666

MORGAN and others v. EGGERS.

Circuit Court, D. Indiana.

June 24, 1884.

1. EJECTMENT—FINDING AND JUDGMENT AS TO PART OF PREMISES.

In an action of ejectment tried by the court, the finding and judgment may be given (in one sentence) for the plaintiff for a part of the premises described In the complaint, and such finding will not be construed to be an unqualified finding for the plaintiff in respect to the entire premises.

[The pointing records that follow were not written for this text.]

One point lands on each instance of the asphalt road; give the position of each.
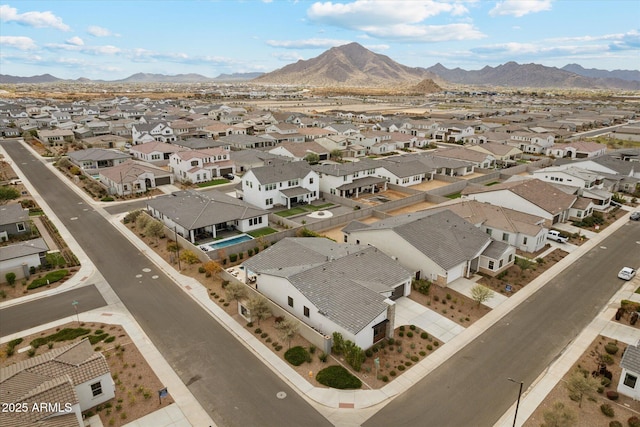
(24, 316)
(231, 384)
(471, 389)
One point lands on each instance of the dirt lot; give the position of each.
(136, 384)
(590, 414)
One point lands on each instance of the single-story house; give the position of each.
(435, 245)
(630, 364)
(333, 287)
(20, 257)
(14, 221)
(70, 379)
(133, 177)
(202, 215)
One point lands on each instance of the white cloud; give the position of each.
(396, 20)
(22, 43)
(96, 31)
(425, 33)
(307, 43)
(377, 13)
(76, 41)
(32, 19)
(519, 8)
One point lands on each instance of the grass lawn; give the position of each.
(261, 232)
(213, 182)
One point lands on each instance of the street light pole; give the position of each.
(515, 416)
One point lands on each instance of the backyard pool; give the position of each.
(226, 242)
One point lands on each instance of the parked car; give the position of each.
(627, 273)
(556, 236)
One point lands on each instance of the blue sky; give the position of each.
(113, 39)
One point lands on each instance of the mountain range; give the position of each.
(352, 65)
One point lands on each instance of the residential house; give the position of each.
(203, 215)
(18, 258)
(133, 177)
(503, 153)
(628, 384)
(526, 195)
(300, 150)
(14, 221)
(283, 184)
(201, 165)
(525, 232)
(333, 287)
(577, 150)
(583, 182)
(97, 158)
(351, 179)
(70, 379)
(156, 153)
(437, 246)
(55, 137)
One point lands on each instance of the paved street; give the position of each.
(232, 385)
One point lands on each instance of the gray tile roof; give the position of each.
(193, 209)
(11, 214)
(281, 172)
(631, 359)
(443, 236)
(343, 281)
(27, 247)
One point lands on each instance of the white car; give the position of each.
(627, 273)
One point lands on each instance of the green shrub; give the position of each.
(607, 410)
(611, 348)
(338, 377)
(52, 277)
(297, 355)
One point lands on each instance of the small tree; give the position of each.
(558, 416)
(259, 308)
(235, 291)
(11, 278)
(580, 384)
(212, 268)
(189, 257)
(155, 229)
(481, 294)
(287, 329)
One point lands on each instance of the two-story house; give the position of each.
(280, 185)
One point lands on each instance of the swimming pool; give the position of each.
(227, 242)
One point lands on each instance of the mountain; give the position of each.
(44, 78)
(162, 78)
(237, 77)
(513, 74)
(631, 75)
(350, 65)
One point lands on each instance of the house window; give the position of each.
(380, 331)
(630, 380)
(96, 389)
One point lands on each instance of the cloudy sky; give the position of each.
(113, 39)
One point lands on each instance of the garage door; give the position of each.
(163, 181)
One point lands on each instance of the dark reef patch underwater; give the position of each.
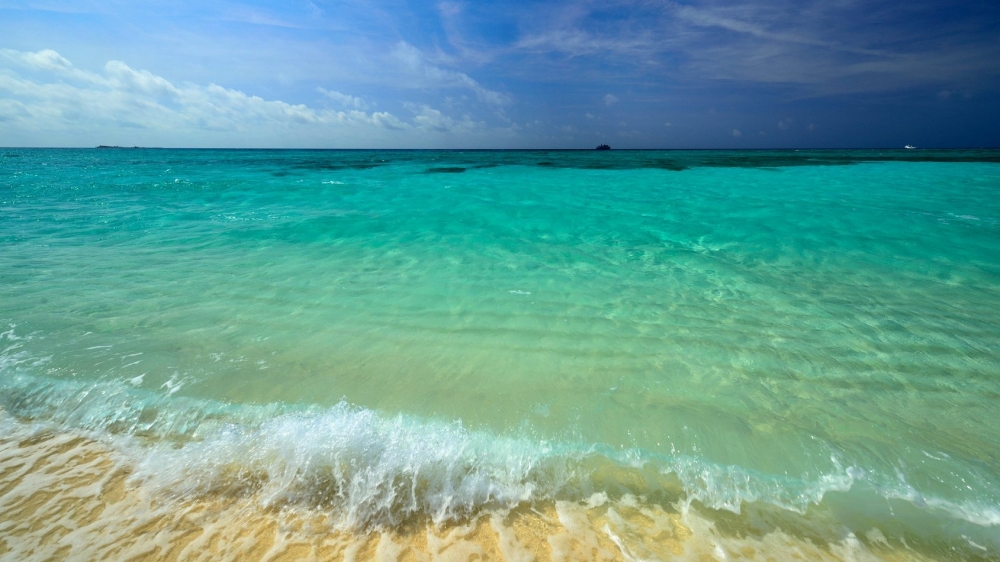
(609, 355)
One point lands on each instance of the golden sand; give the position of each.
(65, 496)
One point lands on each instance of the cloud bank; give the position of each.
(44, 94)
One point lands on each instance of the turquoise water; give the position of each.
(814, 334)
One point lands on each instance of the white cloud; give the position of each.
(344, 99)
(429, 119)
(426, 75)
(122, 105)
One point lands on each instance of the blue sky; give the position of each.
(529, 74)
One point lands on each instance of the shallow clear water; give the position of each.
(814, 332)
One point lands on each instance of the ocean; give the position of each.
(518, 355)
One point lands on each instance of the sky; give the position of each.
(500, 74)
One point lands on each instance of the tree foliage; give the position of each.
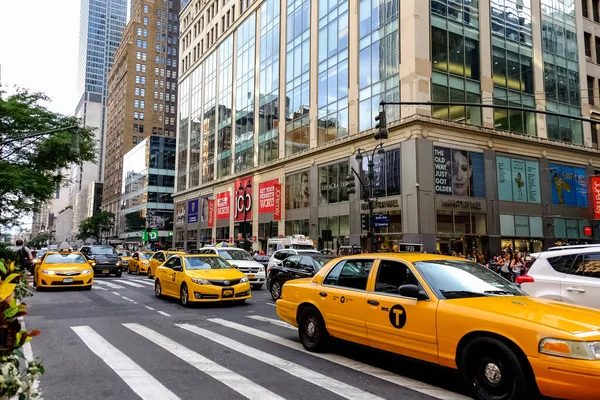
(29, 167)
(96, 226)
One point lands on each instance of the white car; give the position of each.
(280, 255)
(571, 275)
(243, 261)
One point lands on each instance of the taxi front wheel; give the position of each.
(492, 370)
(312, 331)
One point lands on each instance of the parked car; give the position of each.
(571, 275)
(243, 261)
(294, 267)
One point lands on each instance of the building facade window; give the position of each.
(333, 70)
(224, 133)
(297, 76)
(379, 60)
(268, 95)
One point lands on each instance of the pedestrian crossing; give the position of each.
(202, 346)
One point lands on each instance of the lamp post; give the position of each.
(367, 188)
(244, 189)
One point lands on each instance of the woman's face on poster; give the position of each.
(461, 173)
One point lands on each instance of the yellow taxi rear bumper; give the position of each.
(46, 280)
(567, 378)
(208, 293)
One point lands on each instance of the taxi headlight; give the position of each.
(570, 349)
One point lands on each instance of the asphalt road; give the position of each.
(117, 341)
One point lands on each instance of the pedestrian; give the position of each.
(25, 257)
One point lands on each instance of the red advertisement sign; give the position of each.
(266, 196)
(223, 205)
(211, 213)
(277, 203)
(595, 196)
(242, 203)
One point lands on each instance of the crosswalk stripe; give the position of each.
(340, 388)
(110, 285)
(128, 283)
(240, 384)
(347, 362)
(140, 381)
(272, 321)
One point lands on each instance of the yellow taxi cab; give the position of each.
(140, 260)
(201, 278)
(125, 256)
(63, 269)
(455, 313)
(159, 258)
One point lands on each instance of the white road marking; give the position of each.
(272, 321)
(340, 388)
(140, 381)
(128, 283)
(388, 376)
(240, 384)
(110, 285)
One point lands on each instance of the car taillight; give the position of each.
(524, 279)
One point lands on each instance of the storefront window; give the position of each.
(569, 185)
(458, 172)
(518, 180)
(297, 191)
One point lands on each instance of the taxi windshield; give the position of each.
(65, 259)
(199, 263)
(237, 254)
(453, 279)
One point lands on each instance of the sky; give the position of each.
(38, 48)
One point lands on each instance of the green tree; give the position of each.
(29, 165)
(96, 226)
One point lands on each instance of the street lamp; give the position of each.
(244, 189)
(367, 188)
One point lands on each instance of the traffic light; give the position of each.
(350, 185)
(381, 126)
(365, 222)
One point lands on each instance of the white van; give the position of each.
(298, 242)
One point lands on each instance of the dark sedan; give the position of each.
(294, 267)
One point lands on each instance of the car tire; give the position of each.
(492, 370)
(275, 290)
(184, 295)
(312, 330)
(157, 289)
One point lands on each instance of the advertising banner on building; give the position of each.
(277, 203)
(223, 205)
(192, 211)
(569, 185)
(595, 196)
(458, 172)
(266, 196)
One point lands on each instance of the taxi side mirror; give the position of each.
(412, 291)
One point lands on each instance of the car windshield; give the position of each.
(452, 279)
(236, 254)
(64, 259)
(199, 263)
(103, 250)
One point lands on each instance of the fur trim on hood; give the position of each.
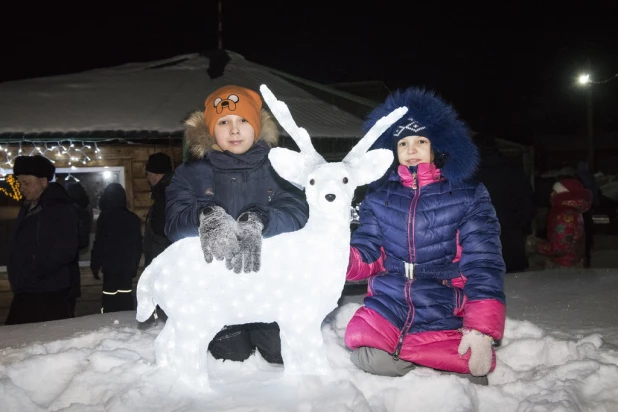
(200, 141)
(430, 116)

2. SAME—USE OF THE WORD “FENCE.”

It is competent for the court, under the issue in ejectment, to find to what extent the defendant is guilty, and if, under the evidence, it appears that a fence has become the boundary of the unlawful occupation, it is proper that such fact should be mentioned in the finding and judgment of the court.

Motion to Amend Judgment.

U. J. Hammond, for plaintiff.

A. C. Harris, for defendant.

WOODS, J. Morgan and Smith sued Eggers in ejectment for the recovery of real estate, described as follows: All of the north part of lot 2, in section 36, etc., which lies west of the track of the Lake Shore & Michigan Southern Railroad, and north of a line parallel with the north line of said lot 2, and 753 feet south therefrom. The defendant answered by a general denial; and, upon the issue so joined, a jury being waived and trial had by the court, a finding and judgment of the tenor following were entered:

“Come the parties, and, by agreement, this cause is submitted to the court for trial; and the court, having heard the evidence, and being fully advised, finds for the plaintiff, and orders and adjudges that they are entitled to, and shall have and recover of defendant, the possession of so much of said lot two (2) as lies south of the south line of lot one, (1,) as indicated by a fence constructed and maintained by the defendant as and on on said south line,” etc.

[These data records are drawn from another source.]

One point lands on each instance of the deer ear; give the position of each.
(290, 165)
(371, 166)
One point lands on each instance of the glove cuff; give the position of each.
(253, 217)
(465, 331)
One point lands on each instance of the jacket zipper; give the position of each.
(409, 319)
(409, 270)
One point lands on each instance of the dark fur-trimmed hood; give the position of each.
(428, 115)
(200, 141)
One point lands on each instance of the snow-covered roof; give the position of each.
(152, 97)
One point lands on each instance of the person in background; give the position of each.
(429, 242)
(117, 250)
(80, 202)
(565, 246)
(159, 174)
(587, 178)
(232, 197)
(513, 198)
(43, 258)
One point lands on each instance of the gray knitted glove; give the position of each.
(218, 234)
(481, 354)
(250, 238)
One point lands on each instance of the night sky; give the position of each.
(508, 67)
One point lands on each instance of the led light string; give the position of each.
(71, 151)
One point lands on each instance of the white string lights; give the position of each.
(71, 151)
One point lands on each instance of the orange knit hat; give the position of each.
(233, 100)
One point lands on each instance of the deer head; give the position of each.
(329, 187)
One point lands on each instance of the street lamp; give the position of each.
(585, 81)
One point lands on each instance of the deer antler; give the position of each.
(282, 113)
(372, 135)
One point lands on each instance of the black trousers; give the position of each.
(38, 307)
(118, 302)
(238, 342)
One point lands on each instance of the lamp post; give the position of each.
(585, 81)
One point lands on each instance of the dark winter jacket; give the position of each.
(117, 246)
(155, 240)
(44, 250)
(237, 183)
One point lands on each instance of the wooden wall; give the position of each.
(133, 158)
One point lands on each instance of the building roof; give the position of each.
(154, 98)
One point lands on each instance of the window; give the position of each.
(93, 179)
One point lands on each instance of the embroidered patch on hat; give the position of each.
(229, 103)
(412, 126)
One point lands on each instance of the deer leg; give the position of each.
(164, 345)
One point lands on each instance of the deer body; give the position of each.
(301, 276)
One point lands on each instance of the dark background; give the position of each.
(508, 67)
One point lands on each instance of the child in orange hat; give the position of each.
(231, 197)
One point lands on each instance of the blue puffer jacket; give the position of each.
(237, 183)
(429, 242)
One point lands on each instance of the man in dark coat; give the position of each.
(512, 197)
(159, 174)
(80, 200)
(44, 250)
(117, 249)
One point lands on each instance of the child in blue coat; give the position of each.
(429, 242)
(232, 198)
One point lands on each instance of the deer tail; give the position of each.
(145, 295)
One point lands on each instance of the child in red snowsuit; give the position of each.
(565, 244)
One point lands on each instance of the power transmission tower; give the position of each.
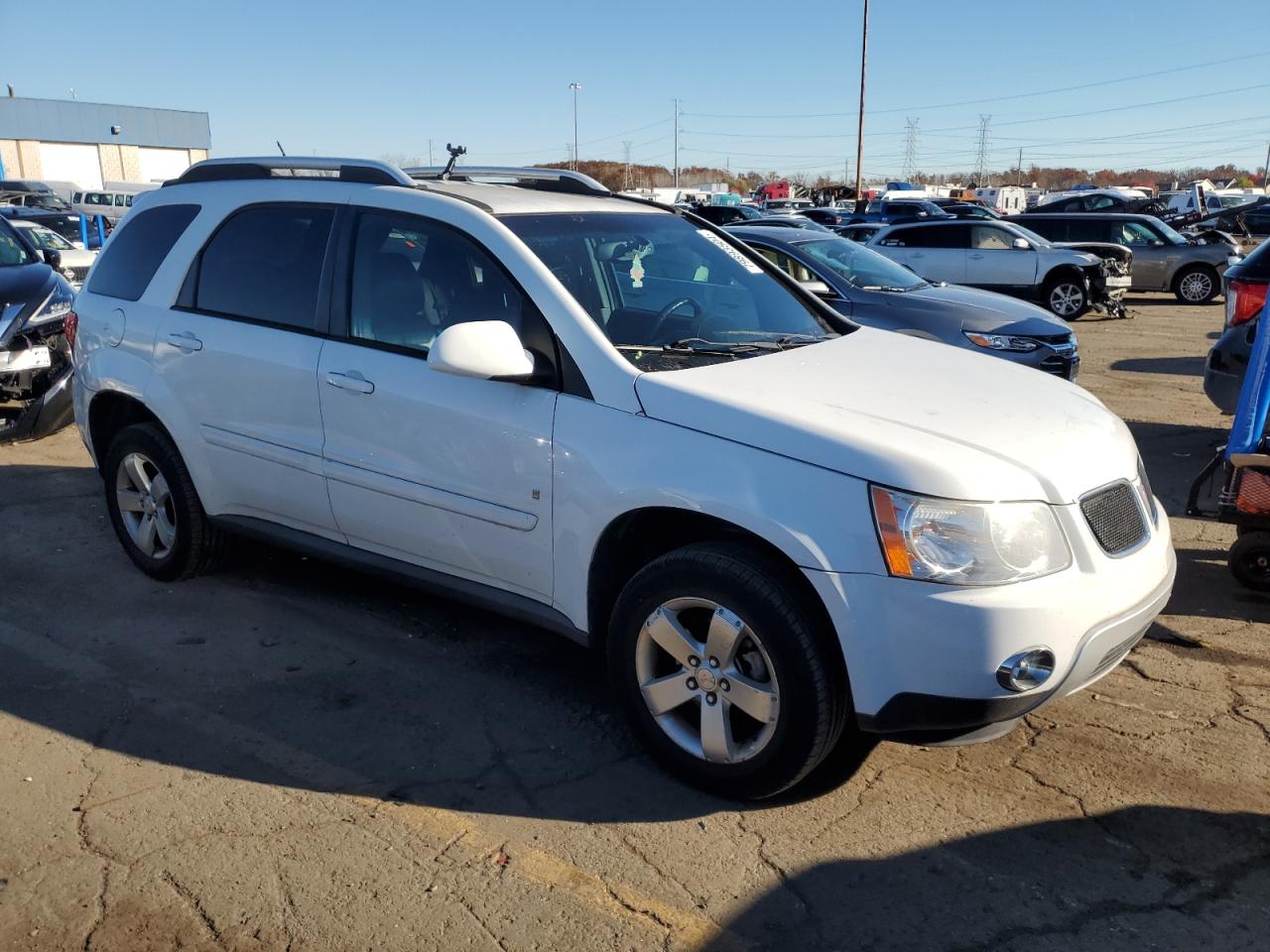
(982, 162)
(911, 151)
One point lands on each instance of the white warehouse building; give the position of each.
(91, 144)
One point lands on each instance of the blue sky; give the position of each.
(380, 77)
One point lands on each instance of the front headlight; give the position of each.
(56, 306)
(966, 543)
(1001, 341)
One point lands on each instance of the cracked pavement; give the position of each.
(290, 757)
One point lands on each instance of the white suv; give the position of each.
(615, 420)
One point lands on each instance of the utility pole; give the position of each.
(676, 143)
(911, 151)
(983, 150)
(575, 87)
(860, 128)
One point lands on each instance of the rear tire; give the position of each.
(154, 507)
(1197, 285)
(754, 694)
(1066, 298)
(1250, 560)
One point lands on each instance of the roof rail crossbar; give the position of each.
(363, 171)
(543, 179)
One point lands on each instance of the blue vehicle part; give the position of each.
(1250, 416)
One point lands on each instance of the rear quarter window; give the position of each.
(132, 255)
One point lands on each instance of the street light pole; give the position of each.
(860, 128)
(575, 87)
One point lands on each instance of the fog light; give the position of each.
(1026, 670)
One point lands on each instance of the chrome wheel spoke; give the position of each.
(665, 694)
(716, 743)
(671, 636)
(128, 500)
(134, 466)
(756, 699)
(724, 635)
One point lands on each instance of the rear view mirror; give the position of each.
(818, 287)
(481, 349)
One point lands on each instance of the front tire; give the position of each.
(1197, 285)
(154, 507)
(724, 673)
(1250, 560)
(1067, 298)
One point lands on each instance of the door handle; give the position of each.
(187, 341)
(352, 381)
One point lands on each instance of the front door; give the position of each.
(239, 361)
(448, 472)
(994, 262)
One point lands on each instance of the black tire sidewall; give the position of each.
(1084, 298)
(149, 440)
(1214, 285)
(790, 753)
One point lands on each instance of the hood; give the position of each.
(906, 413)
(983, 311)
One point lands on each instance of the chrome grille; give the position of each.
(1115, 518)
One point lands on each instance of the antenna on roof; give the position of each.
(454, 151)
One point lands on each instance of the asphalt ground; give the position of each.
(287, 756)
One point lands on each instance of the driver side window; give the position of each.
(413, 278)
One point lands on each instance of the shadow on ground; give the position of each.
(287, 670)
(1135, 879)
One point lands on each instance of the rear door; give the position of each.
(994, 262)
(444, 471)
(238, 357)
(935, 252)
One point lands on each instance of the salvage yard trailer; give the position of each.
(1007, 199)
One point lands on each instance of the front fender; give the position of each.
(610, 462)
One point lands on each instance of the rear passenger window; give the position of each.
(132, 255)
(264, 264)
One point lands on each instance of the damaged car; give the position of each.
(35, 354)
(998, 255)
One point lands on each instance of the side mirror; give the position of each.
(481, 349)
(818, 287)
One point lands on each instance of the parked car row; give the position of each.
(626, 424)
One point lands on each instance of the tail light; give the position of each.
(1243, 301)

The plaintiffs now insist that there is an unqualified general finding for the plaintiff, and that in conformity with this the judgment should have been for the recovery of the land as described in the complaint, and that so much of the description set forth in the judgment as refers to the fence constructed by the defendant should be expunged. It was competent for the court, under the issue, to find to what extent the defendant was guilty, or had held unlawful possession of the premises described, and if, under the evidence, it appeared that a fence had become or was the boundary of such occupation, it was proper that the fact should be stated in the finding and judgment of the court. The finding and judgment in this instance are not separate and distinct, as perhaps it would have been better to have had them. The meaning however is clear. It is as if the entry read in this way: “And the court having heard the evidence, etc., finds and orders and adjudges that the plaintiffs are entitled to and shall have and recover of the defendant,” etc.

The motion for correction is therefore overruled.